I am asking if anybody else knows about the book or the author, because his hero’s “observations” sound a bit strange…even to an outsider.


----------



## 18C4V (Mar 10, 2008)

tigerstr said:


> Obviously he considers himself a Green Beret and not SF.
> 
> I am asking if anybody else knows about the book or the author, because his hero’s “observations” sound a bit strange…even to an outsider.




I myself don't use the term Green Beret but that's me.

Never heard of the book or author.  I got more important things to do like beat my medic in Halo 3.:)


----------



## Gypsy (Mar 10, 2008)

Not that I know every Special Forces Soldier out there, but I've yet to meet one that refers to himself by the name of a hat.


----------



## demo18c (Mar 10, 2008)

Gypsy said:


> Not that I know every Special Forces Soldier out there, but I've yet to meet one that refers to himself by the name of a hat.



Same,same


----------



## pardus (Mar 10, 2008)

On the surface he sounds like he's full of shit but WTF would I know...


----------



## Paddlefoot (Mar 10, 2008)

If I was going to mass market a fictional book about SF, regardless of my military background, I'd probably play up the Green Beanie moniker, even though I'm aware that it is rarely used by those serving in that branch.

Unless they're trying to nail some dame. Of course, who uses the term "dame" any more, either.  ;)

One of the better fictional writers who incorporates SF into his work is Bob Mayer. I've enjoyed his stuff, even his more over the top _Synbat_, which I always thought would make a good Sci-Fi flick. I may be a little biased, as much of the novel plays out in Chicago. 

My favorite was _Cut Out_. Not too long, and things kept popping.

http://www.amazon.com/Cut-Out-Dave-...5084/ref=pd_sim_b_title_3/104-6546767-4478365


----------



## tigerstr (Mar 10, 2008)

Paddlefoot said:


> If I was going to mass market a fictional book about SF, regardless of my military background, I'd probably play up the Green Beanie moniker, even though I'm aware that it is rarely used by those serving in that branch.
> 
> Unless they're trying to nail some dame. Of course, who uses the term "dame" any more, either.  ;)
> 
> ...



Thanks for the reply and the link (already added it to my cart). 

Reason I am asking about this book and the author, is not that he uses the GB moniker (after all the late Robin Moore did so and helped the public learn about SF) but *the way *he uses it and the derogative way he uses the term *Special Forces *as a definition of certain members of the community, in contrast to the term Green Beret.


----------



## Paddlefoot (Mar 10, 2008)

Based on what the author wrote about his observations, it would appear he's unclear on the concept.
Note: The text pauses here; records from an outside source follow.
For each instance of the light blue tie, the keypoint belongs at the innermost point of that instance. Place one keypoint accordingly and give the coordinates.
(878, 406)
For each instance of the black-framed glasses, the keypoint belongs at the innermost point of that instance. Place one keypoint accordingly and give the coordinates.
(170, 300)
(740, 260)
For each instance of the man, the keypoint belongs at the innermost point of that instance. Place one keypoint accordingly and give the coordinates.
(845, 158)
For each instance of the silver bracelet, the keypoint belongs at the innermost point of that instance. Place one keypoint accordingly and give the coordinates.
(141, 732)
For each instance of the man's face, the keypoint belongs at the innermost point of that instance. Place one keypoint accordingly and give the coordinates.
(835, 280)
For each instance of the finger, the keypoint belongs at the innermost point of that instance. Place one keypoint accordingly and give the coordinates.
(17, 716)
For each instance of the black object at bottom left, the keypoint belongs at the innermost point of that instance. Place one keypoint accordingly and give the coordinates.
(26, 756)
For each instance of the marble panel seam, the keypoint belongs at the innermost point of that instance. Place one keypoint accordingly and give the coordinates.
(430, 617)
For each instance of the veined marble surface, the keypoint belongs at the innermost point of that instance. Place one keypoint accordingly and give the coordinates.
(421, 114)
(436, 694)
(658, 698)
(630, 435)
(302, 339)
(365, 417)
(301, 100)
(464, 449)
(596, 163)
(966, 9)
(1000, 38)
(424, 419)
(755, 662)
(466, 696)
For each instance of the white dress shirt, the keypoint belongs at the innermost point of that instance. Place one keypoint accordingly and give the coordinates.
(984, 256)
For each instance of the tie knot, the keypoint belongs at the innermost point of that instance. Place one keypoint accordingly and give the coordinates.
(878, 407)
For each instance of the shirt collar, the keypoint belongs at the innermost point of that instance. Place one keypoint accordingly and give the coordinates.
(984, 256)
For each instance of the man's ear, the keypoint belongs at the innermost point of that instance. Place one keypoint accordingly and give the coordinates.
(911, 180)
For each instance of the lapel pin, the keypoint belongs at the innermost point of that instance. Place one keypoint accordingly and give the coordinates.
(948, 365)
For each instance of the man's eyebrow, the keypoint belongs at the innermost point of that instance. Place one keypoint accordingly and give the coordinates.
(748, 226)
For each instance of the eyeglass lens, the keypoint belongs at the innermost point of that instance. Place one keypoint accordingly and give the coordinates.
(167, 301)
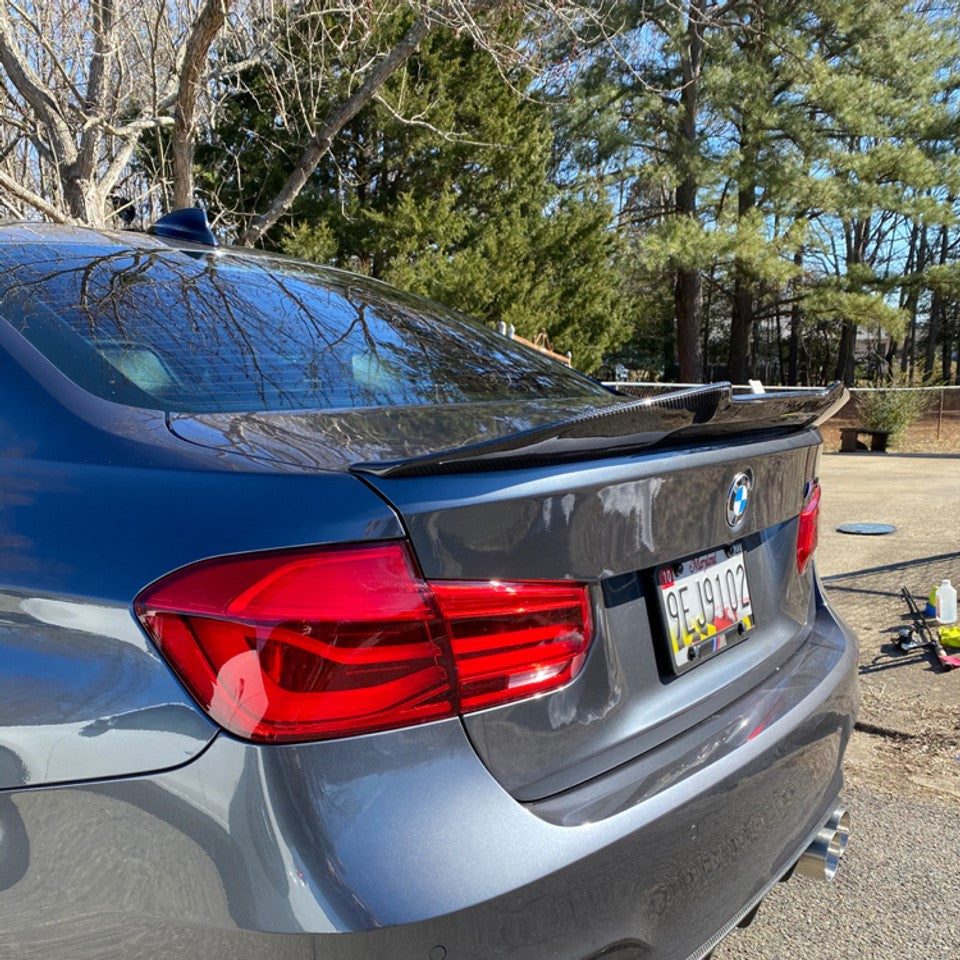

It sounds as if he considers SF and Green Berets to be mutually exclusive.

Some of the most squared away, professional SF NCOs I encountered went against every type you might associate with SF. A couple looked like they might be your local librarian. 

Book vs. Cover.


----------



## tigerstr (Mar 10, 2008)

Paddlefoot said:


> . It sounds as if he considers SF and Green Berets to be mutually exclusive.



Right! Thats why I got suspicious. Totally agree with your remarks.


----------



## pardus (Mar 10, 2008)

Me too, it just doesnt sound like it came from someone who claims to be SF.


----------



## cadete (Mar 11, 2008)

I think he is using both terms SF and Green Beret as one, as rules, that one SF operator should always have the attributes of an SF and a green beret to be sucessful like a professional and agressive warrior.


----------



## 8'Duece (Mar 11, 2008)

Gypsy said:


> Not that I know every Special Forces Soldier out there, but I've yet to meet one that refers to himself by the name of a hat.



Actually since we know most of the same people, I'd say that they would not take to kindly being called the name of their designated headgear. 

Just as most authors that are not SOF refer to SEALs and other SOF soldiers as "Special Forces" 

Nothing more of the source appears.